For example, we have 3 sets $A_1,A_2,A_3$, the following combinations can be generated by unions and/or intersections between $A_1, A_2, A_3$.

$$A_1 \setminus (A_2 \cup A_3)$$ $$A_2 \setminus (A_1 \cup A_3)$$ $$A_3 \setminus (A_1 \cup A_2)$$ $$(A_1 \cap A_2) \setminus A_3$$ $$(A_1 \cap A_3) \setminus A_2$$ $$(A_2 \cap A_3) \setminus A_1$$ $$A_1 \cap A_2 \cap A_3$$

Using Venn diagram, the combination means the distinct area enclosed by lines of $A_1, A_2, A_3$.

I'd like to formalize the combination for multiple sets $A_i \; (1 \leq i \leq n)$. Then I considered the following expression, but I cannot prove the expression is true.

$$\bigcap_{r \in N} A_r \setminus \bigcup_{s \in N^\complement} A_s \quad (\emptyset\not=N\subseteq\{1,2,\dots,n\}, N^\complement=\{1,2,\dots,n\}\setminus N)$$

If the expression is true, please prove it. If not, please correct the expression to represent all combination of multiple sets.
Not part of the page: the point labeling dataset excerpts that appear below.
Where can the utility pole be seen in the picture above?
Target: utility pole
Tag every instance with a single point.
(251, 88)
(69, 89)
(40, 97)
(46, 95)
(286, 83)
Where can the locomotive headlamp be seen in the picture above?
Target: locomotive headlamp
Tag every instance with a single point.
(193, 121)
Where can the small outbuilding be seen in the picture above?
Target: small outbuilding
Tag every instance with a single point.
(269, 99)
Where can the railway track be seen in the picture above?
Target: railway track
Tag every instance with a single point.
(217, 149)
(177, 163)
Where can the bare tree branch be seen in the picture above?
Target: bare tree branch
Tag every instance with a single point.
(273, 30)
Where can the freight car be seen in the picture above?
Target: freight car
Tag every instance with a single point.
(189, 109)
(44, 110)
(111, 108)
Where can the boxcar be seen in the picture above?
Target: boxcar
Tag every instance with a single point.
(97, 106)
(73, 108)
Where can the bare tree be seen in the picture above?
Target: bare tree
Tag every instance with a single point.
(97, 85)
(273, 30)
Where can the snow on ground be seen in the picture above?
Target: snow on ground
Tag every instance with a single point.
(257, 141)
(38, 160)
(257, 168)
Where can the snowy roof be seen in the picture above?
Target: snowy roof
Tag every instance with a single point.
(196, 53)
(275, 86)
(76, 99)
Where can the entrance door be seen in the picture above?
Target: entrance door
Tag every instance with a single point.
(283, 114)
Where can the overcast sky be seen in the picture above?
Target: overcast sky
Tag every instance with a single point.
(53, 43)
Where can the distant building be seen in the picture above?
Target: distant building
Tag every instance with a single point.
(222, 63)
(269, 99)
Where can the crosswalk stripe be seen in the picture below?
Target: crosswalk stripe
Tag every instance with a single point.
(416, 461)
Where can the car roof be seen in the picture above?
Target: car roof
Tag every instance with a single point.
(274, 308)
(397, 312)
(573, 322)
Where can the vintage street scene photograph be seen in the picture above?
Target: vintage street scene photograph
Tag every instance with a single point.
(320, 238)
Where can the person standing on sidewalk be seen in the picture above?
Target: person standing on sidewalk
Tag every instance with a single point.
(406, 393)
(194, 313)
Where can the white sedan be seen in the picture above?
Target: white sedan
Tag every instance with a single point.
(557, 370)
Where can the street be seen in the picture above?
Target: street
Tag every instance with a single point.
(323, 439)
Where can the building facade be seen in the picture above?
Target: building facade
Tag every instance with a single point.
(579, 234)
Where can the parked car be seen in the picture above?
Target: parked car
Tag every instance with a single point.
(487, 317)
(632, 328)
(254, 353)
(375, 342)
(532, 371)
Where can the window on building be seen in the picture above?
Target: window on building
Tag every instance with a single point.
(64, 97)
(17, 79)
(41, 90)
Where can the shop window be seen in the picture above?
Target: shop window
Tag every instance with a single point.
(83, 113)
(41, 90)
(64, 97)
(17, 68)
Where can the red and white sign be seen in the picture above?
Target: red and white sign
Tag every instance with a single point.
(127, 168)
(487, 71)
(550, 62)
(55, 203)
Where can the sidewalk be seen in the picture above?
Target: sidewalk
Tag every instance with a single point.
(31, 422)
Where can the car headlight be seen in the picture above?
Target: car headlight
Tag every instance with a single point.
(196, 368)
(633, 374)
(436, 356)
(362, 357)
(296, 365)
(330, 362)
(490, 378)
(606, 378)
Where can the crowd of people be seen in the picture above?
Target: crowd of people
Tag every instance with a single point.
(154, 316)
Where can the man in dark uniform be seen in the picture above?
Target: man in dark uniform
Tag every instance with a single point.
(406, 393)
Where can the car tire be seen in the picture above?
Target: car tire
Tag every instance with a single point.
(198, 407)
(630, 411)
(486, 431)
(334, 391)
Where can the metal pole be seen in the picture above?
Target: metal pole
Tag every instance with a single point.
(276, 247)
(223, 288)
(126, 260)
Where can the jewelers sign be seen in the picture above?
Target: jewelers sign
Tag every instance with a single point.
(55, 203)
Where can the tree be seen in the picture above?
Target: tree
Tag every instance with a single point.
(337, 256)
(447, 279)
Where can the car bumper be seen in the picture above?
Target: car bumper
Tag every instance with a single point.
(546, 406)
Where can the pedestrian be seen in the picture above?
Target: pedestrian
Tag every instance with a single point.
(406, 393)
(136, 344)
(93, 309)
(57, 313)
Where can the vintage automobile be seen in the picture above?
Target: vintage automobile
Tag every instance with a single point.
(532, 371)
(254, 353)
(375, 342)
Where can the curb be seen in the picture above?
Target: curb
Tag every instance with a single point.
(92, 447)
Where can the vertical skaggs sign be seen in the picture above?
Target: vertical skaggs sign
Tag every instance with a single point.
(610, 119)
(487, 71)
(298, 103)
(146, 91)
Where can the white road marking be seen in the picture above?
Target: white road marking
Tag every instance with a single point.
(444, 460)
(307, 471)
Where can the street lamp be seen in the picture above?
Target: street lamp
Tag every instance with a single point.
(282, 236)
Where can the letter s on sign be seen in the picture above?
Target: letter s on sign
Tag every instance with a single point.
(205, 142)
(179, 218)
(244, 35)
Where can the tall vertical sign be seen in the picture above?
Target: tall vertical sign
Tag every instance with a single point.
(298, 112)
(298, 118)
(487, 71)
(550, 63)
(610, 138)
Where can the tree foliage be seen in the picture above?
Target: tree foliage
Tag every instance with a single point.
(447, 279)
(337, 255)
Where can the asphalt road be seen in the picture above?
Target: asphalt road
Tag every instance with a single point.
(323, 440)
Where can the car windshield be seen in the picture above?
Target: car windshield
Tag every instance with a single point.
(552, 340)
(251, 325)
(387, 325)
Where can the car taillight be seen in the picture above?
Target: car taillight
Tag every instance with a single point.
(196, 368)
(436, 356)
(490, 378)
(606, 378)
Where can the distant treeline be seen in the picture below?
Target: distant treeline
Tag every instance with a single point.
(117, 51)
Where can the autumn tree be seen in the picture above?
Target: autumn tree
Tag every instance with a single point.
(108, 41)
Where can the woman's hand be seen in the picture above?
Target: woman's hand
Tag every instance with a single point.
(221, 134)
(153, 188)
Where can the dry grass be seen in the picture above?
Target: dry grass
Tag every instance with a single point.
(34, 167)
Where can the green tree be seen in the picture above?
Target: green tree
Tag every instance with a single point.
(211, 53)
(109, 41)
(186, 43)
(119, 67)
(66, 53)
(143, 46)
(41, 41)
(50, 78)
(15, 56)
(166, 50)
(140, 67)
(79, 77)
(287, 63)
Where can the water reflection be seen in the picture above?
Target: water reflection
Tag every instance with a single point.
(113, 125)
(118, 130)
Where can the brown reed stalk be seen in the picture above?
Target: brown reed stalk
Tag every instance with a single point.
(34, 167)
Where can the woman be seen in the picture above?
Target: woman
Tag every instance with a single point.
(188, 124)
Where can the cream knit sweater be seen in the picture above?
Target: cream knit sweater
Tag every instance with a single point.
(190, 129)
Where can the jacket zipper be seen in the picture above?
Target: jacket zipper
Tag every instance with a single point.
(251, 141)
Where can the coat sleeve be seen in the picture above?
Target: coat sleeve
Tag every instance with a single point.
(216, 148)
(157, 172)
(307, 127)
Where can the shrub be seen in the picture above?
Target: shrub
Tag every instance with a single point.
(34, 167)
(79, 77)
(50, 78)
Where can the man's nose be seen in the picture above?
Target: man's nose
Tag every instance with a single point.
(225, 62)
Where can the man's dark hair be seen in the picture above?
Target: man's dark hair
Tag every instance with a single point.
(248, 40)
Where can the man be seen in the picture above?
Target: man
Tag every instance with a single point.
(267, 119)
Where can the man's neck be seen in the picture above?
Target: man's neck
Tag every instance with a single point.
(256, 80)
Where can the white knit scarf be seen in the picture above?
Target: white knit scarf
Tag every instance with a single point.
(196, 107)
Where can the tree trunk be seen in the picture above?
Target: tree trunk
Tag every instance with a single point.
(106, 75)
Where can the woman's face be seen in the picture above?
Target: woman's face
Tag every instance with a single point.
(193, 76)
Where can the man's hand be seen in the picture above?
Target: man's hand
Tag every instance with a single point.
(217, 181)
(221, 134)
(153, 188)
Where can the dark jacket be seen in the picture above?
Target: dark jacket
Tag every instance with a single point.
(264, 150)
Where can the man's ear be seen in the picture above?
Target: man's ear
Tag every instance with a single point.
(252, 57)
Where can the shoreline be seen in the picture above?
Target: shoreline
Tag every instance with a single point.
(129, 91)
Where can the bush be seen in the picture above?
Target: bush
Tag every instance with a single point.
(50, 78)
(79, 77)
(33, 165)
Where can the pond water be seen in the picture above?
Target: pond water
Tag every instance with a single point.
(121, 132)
In addition, I think that the cardinality of union of multiple sets can be represent using the expression as follows;

$$\left|\bigcup_{i=1}^n A_i\right| = \sum_{\emptyset\not=N\subseteq\{1,2,\dots,n\}} \left| \bigcap_{r \in N} A_r \setminus \bigcup_{s \in N^\complement} A_s \right|$$

For the cardinality of union of multiple sets, there is inclusion–exclusion principle.

$$\left|\bigcup_{i=1}^n A_i\right| = \sum_{\emptyset\neq J\subseteq\{1,2,\ldots,n\}}(-1)^{|J|-1} \Biggl|\bigcap_{j\in J} A_j\Biggr|$$

From this, we can have

$$\sum_{\emptyset\not=N\subseteq\{1,2,\dots,n\}} \left| \bigcap_{r \in N} A_r \setminus \bigcup_{s \in N^\complement} A_s \right| = \sum_{\emptyset\neq J\subseteq\{1,2,\ldots,n\}}(-1)^{|J|-1} \Biggl|\bigcap_{j\in J} A_j\Biggr|$$ Is this correct?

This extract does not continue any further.